# This guy has some skill



## Sharp things (Jun 8, 2017)




----------



## AGarcia (Feb 20, 2012)

Yep! But I think I can walk up faster


----------



## #1ORBUST (Sep 13, 2005)

Sharp things said:


>


Omg he's going up hill at 45mph!



AGarcia said:


> Yep! But I think I can walk up faster


Would rather fall then walk crew. Goes for down too.


----------



## av8or (Jun 9, 2013)

they tuk r jorbs..


----------



## Walt (Jan 23, 2004)

You can do a lot of crazy crap if you practice hopping a little (e-bike or not). When it comes right down to it, though, on an actual ride I usually just walk (for 15 seconds) stuff I'd have to hop for 30 seconds to get up. It's not actually that fun after you get the skill figured out, and it takes a ton of effort/energy (probably even moreso on the e-bike, actually). 

Bike trials can be fun in it's own right but it mostly is just dumb when it comes to trail riding unless cleaning tech uphill (Scott Trials!) is your thing. Same goes for doing manuals or any number of other impressive tricks - they are fun to be able to do, but they don't do anything much for you on a normal ride. 

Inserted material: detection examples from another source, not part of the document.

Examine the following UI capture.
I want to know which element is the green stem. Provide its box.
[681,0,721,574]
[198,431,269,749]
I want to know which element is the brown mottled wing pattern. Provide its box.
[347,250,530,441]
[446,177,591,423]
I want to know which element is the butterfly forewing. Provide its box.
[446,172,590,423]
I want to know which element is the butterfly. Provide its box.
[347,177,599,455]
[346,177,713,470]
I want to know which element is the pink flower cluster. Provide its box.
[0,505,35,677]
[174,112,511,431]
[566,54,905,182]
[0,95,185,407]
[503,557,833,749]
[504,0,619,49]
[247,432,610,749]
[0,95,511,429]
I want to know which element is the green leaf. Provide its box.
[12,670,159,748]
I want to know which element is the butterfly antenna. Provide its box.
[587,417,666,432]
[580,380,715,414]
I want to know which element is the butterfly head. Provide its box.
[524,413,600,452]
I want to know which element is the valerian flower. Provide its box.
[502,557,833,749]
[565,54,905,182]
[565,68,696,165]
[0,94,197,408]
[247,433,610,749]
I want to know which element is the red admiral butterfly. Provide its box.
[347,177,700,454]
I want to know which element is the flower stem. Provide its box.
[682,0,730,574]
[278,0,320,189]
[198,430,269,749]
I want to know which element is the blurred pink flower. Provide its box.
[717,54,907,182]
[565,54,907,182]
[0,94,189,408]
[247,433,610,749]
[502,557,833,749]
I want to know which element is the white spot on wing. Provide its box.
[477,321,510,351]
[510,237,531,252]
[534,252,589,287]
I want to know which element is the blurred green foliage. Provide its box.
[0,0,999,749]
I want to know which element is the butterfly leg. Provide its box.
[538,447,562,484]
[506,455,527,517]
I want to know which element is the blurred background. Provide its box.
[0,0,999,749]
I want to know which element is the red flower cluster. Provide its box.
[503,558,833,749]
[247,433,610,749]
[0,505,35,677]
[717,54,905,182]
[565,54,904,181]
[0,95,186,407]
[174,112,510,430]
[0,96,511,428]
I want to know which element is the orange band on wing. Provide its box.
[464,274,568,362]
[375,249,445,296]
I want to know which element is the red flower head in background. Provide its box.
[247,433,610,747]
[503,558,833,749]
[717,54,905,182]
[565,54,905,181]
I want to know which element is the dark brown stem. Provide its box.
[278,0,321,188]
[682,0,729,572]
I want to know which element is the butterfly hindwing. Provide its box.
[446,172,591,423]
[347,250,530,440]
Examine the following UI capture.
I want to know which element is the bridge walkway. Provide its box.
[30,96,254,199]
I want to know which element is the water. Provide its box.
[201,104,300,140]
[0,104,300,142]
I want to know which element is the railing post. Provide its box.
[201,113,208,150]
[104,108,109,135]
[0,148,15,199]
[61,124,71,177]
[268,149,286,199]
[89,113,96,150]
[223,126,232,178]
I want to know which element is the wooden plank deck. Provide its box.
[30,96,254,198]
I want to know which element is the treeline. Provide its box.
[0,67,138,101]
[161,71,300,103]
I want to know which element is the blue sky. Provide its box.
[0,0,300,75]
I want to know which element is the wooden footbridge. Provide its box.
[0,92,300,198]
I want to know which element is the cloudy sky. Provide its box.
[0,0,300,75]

Check out some unicycle trials videos sometime. When terrain gets gnar enough, the unis actually are better than the bikes.

-Walt


----------



## KiwiPhil (Jun 2, 2008)

Cool video, the guys got excellent balance skills.
Good post ST


----------



## fos'l (May 27, 2009)

Guy has strength too in order to throw a 50 or so pound bike like that around. As far as whether it's worthwhile, one might ask Danny McCaskill (sp?).


----------